聖水って、清めの水とか浄化の水とか言われる、あの聖水?
「ご迷惑でなければ、お茶でも飲みながら一緒に休憩しませんか?」
「いえいえ、そんな滅相もない。私が持っても大丈夫なものでしたら、そのお荷物を預かって持っていきますから。」
これでもかというくらい、頭と手をブンブン振ってお断りする。
― ここに来て、何回首を振っただろう・・・首が取れちゃったらどうしよう。
「そんなこと言わずに。私もちょうど休憩したかったので、是非、ね?」
エリィ様に負けず劣らず神々しい笑みを向けられ、気絶しそうになる。
二人で真ん中にある休憩スペースに移動する。
ケリー様が「ここでちょっとお待ちくださいね」と仰ったので、大人しく待っていると、両手にカップを持ってケリー様がやって来た。

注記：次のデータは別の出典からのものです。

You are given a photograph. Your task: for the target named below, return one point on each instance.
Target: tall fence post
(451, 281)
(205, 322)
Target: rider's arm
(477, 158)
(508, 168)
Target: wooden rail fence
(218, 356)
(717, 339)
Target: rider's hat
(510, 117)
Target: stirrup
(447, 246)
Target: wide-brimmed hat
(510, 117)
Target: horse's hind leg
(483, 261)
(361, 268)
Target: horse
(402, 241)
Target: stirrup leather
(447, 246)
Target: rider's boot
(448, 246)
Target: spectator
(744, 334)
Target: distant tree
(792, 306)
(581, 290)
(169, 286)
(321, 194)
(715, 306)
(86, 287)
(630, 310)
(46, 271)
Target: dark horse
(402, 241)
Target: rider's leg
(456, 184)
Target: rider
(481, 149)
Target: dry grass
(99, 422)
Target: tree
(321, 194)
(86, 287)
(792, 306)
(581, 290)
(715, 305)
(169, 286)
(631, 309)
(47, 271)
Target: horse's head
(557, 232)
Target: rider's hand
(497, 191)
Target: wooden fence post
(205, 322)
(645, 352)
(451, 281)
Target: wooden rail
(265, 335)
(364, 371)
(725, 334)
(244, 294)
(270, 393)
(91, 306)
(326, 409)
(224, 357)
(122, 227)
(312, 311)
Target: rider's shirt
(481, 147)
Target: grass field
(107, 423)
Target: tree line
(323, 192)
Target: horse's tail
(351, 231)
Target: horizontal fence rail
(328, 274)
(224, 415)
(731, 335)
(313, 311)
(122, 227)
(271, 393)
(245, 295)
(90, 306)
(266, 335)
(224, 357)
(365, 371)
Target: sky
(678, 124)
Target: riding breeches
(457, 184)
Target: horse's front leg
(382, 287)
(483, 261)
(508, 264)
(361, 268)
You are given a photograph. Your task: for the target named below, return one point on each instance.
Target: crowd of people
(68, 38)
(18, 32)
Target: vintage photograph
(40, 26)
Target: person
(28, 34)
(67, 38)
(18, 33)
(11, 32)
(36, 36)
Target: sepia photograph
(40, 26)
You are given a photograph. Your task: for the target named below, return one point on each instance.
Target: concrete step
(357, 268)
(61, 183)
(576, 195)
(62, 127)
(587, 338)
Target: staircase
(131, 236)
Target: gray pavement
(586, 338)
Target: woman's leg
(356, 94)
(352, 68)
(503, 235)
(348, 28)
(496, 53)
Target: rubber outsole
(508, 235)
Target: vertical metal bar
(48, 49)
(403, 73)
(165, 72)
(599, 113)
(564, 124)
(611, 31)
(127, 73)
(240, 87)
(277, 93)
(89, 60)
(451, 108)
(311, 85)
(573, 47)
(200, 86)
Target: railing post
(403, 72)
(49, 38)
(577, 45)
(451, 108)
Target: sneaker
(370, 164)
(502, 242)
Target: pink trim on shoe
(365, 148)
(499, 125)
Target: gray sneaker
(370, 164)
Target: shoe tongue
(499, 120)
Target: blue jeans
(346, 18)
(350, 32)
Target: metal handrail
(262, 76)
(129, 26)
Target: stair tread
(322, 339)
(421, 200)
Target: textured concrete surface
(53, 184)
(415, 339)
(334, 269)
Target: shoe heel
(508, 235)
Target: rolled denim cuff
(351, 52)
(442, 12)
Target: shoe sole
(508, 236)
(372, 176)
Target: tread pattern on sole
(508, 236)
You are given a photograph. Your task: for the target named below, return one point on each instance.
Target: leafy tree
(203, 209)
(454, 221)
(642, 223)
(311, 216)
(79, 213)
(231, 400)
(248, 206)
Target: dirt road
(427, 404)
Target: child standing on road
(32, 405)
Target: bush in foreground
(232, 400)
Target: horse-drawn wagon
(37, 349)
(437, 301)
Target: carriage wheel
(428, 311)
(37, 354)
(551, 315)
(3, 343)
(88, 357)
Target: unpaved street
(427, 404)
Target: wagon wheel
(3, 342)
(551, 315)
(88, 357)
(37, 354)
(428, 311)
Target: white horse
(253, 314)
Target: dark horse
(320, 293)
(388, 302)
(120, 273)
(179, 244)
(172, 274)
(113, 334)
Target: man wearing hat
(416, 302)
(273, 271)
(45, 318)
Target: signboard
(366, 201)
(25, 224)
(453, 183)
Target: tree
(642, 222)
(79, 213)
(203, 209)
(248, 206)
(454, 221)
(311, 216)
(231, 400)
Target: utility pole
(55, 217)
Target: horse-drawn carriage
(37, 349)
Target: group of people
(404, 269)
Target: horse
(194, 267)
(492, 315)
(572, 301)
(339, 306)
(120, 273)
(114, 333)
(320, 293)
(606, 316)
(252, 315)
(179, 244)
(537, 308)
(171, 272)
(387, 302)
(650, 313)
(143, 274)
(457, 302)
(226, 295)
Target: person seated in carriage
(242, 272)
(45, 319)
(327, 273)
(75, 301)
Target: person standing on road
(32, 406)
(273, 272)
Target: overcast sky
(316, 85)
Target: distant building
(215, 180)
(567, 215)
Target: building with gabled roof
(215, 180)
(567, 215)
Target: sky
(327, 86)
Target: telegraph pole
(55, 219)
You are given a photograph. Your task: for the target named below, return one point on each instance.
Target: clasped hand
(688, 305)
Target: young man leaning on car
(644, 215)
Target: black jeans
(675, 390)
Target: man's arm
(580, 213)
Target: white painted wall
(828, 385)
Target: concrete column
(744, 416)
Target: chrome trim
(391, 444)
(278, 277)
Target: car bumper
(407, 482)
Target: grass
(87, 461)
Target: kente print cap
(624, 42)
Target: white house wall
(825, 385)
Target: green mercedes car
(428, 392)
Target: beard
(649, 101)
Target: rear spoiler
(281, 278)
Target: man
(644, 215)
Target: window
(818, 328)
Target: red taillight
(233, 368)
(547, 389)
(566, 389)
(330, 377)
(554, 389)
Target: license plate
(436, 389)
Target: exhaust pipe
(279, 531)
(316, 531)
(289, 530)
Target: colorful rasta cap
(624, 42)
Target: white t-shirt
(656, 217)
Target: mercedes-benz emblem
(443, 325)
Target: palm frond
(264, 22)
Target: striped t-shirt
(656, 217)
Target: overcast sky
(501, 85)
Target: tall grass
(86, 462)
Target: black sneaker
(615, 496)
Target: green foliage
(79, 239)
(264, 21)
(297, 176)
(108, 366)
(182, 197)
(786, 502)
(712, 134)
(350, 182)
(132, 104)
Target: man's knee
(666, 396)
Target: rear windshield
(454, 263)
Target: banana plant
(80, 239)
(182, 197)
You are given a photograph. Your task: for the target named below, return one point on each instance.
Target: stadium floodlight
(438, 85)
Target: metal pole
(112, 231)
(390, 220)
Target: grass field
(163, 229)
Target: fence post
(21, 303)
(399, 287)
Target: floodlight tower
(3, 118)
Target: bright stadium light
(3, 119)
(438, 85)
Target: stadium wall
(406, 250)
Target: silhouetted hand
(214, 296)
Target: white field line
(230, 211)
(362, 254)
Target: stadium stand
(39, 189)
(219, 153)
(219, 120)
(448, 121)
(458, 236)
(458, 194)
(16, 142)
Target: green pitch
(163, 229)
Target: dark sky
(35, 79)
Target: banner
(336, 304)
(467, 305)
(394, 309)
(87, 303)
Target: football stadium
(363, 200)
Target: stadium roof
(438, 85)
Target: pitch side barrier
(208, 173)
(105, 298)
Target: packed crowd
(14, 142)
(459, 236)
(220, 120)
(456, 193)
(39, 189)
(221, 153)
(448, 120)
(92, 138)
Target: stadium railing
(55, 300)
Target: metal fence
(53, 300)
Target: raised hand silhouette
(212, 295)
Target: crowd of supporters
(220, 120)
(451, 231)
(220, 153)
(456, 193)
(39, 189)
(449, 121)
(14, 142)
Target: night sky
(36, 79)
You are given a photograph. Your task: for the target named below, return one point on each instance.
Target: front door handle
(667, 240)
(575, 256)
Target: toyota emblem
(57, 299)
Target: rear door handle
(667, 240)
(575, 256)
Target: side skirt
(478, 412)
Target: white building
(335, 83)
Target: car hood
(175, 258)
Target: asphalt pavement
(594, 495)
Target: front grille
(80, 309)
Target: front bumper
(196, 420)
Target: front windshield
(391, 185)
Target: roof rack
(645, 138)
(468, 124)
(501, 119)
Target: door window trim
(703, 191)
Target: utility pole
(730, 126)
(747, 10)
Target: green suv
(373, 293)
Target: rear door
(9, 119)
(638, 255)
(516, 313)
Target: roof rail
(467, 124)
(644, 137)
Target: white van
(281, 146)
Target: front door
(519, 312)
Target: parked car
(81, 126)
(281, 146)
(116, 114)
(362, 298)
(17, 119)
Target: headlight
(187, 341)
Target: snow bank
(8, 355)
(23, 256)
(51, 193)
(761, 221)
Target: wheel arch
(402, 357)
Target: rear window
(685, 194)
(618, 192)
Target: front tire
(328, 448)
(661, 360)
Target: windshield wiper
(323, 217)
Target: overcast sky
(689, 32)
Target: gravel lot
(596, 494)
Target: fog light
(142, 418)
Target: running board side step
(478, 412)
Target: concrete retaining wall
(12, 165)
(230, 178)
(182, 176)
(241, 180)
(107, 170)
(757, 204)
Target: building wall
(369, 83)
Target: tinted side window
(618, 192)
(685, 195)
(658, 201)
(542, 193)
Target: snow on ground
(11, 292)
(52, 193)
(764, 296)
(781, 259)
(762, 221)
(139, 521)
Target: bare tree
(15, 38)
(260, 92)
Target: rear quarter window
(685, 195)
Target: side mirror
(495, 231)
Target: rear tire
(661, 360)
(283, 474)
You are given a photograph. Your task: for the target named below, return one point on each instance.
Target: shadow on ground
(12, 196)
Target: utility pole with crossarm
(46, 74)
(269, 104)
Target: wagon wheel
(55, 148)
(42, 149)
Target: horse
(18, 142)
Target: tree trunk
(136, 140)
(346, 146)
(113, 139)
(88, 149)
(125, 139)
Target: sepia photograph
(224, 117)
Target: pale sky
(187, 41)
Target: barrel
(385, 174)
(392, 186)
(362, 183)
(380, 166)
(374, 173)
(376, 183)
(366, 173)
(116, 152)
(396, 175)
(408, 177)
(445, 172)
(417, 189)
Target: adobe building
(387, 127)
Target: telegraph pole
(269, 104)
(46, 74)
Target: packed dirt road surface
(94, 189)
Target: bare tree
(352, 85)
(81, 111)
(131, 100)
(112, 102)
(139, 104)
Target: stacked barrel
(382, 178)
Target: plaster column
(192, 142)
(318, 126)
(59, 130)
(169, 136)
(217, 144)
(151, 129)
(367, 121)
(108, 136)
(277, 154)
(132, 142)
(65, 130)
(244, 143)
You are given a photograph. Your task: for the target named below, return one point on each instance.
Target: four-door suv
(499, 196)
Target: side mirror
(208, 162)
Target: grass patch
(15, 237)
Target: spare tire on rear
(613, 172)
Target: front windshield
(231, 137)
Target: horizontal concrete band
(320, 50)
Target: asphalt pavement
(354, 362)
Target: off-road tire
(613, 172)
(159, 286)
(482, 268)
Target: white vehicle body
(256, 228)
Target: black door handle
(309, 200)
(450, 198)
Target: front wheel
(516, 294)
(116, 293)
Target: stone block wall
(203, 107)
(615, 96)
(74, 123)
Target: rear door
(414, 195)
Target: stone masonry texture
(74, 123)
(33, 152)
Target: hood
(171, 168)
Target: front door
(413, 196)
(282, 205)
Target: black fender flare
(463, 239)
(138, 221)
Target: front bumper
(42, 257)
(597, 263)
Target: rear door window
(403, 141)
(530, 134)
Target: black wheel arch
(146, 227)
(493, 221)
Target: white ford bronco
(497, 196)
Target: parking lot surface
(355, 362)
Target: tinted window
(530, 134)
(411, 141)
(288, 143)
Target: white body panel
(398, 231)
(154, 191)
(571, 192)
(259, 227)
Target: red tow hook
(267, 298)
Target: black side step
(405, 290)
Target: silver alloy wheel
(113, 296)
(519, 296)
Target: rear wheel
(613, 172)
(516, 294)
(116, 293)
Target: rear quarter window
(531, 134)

― ひぃぃぃ~、私ったら、なにボケっとして突っ立ってたのよ!
「アイスティーでよろしかったですか?」
「ああぁぁ、すみません、申し訳ございません。私ったらボーっとしてて。」
「いえいえ、誘ったのはこちらですから。気にしないでください。」
またしても神々しい笑みに気絶しそうになった。
「ミサトさんは、このセンターに来て間もないと聞いていますが、慣れてきましたか?何か困っていることはありませんか?」
「は、はい。皆様にはとても優しく迎えていただいて、本当にありがたく思っています。」
ニコニコしながら話を聞いてくれるケリー様。
眩しい、眩しすぎる、直視できない。
「あっれ~、ケリーじゃん。めっずらしい。こんなところでなにしてんのさ?」
突然声をかけられた。
― ・・・今日はお祭りの日かなにかでしょうか。